In collaboration with the citizens of Kiev, ”Let Us Not Fall Asleep While Walking” shapes their experience into metaphorical depictions where time seems frozen, but dreams of hope still linger. The series, which consists of 137 photos to match the death toll of the Euromaidan riots, is an attempt to capture the repercussions of this period for Ukrainian citizens. Inspired by a line from Taras Shevchenko’s poem ”Days are passing, nights are passing” which quotes, ”Let me not fall asleep while walking.” The project title was altered to read ”us” instead of ”me” to embody the people of Ukraine as a whole.

With a background in engineering, Denil’s photographic interest started in 2014 by seeing Jacob Riis’s ”How the Other Half Lives.” Fascinated by the excessive presence of light, the striking compositions and shadows encapsulating daily life in combination with the strategical use of the medium, challenged David to explore the contemporary subject matter.

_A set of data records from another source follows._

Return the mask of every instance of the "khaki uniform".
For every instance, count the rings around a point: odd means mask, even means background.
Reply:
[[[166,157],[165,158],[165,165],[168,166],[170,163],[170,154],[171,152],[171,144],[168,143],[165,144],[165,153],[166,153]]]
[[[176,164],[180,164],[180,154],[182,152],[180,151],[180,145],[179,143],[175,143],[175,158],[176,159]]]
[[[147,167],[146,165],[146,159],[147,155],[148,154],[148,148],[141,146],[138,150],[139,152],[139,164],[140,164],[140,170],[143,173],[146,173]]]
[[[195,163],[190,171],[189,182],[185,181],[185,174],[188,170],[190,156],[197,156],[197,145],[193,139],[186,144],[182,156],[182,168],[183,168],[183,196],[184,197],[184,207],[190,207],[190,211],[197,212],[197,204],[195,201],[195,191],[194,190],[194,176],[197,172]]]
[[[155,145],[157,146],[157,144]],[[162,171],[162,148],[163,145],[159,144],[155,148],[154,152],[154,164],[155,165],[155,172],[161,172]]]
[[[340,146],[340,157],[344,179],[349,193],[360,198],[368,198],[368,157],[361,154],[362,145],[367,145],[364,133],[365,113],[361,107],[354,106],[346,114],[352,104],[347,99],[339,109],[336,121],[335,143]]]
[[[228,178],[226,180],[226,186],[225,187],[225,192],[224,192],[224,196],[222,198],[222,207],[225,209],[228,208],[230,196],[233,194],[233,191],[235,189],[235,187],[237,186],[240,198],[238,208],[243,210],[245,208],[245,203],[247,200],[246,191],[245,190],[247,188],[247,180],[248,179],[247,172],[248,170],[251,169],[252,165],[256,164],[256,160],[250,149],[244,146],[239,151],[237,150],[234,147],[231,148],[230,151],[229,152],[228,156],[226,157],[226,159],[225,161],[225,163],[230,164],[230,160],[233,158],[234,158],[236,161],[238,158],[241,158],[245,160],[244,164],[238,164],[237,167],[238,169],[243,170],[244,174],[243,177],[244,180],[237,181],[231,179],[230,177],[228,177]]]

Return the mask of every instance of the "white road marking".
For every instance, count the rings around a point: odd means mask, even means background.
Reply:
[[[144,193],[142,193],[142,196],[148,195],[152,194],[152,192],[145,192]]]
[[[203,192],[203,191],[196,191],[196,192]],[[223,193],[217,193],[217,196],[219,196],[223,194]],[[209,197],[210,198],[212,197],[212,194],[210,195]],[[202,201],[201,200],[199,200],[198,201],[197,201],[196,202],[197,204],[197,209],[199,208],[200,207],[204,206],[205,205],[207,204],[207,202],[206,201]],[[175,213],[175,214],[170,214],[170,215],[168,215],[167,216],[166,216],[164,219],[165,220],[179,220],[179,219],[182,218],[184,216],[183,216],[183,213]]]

Within his first project ”Let Us Not Fall Asleep While Walking,” Denil started to translate the psychological dimensions of Ukraine as a collision between past, present, and future. Mentored by the Magnum photographer Carl De Keyzer, he chose not to show the war in the east, but to focus on the aspects of life presented to him in the capital Kiev. By his active presence, his work functions as an extension on the early 20th-century documentary approach and tends to reveal universal questions rather than to depict actual proof of the fact.